New Xenograft Procedure Restores Pepes Vision
A newly developed type of graft has restored vision in a Chihuahua’s extensively damaged cornea.
Pepe was initially diagnosed with a shallow corneal ulcer, but within four days the eye had deteriorated significantly and he was referred as an emergency to the ophthalmology department at Davies Veterinary Specialists (Davies).
“Despite the short period of time between the initial complaint and referral to us Pepe had developed a deep ‘melting’ corneal ulcer in his left eye,” said Davies ophthalmology team members David Gould and Ioannis Tzouganakis, who carried out Pepe’s surgery. “He needed immediate treatment in order to try and save his eye and vision.”
A melting corneal ulcer occurs when a certain type of bacteria (typically Pseudomonas aeroguinosa or ß-haemolytic streptococcus) infects an existing corneal ulcer and causes progressive malacia and destruction of the corneal stroma. This can progress to rupture of the eye if left untreated.
Pepe’s ulcer was affecting the majority of the corneal surface and was extending close to its deepest layer, Descemet’s membrane, so the eye was in imminent risk of rupture. Initially he received intensive medical management from the nursing team at Davies and, once the infection was under control, he was anaesthetised for a novel surgical procedure to try to save his vision.

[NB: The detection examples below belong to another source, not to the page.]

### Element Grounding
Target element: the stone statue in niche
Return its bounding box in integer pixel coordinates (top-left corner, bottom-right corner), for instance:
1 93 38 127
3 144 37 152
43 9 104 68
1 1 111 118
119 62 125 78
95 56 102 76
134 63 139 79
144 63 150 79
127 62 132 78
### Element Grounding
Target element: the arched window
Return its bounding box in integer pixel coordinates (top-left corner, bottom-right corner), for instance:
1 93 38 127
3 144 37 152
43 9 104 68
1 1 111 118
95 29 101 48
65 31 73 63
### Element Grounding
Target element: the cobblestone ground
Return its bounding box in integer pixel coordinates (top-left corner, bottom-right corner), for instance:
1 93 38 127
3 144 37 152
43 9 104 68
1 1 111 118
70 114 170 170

“Extensive damage to the cornea meant that conventional grafting procedures would leave Pepe’s eye, at best, severely scarred in the long term,” explains Ioannis. “This would comprise the clarity of his vision for the rest of his life but thankfully we had another option.”
A newly developed corneal xenograft (ie a graft from a different species, in this case derived from pig cornea) was used to repair Pepe’s damaged eye. After careful preparation and removal of infected areas of cornea from the surgical bed, the graft was secured to the adjacent cornea, with the aid of an operating microscope and microsurgical equipment.
Pepe made a full recovery over the coming weeks and at 4 months post-operatively his eye is fully functional, visual and minimally scarred.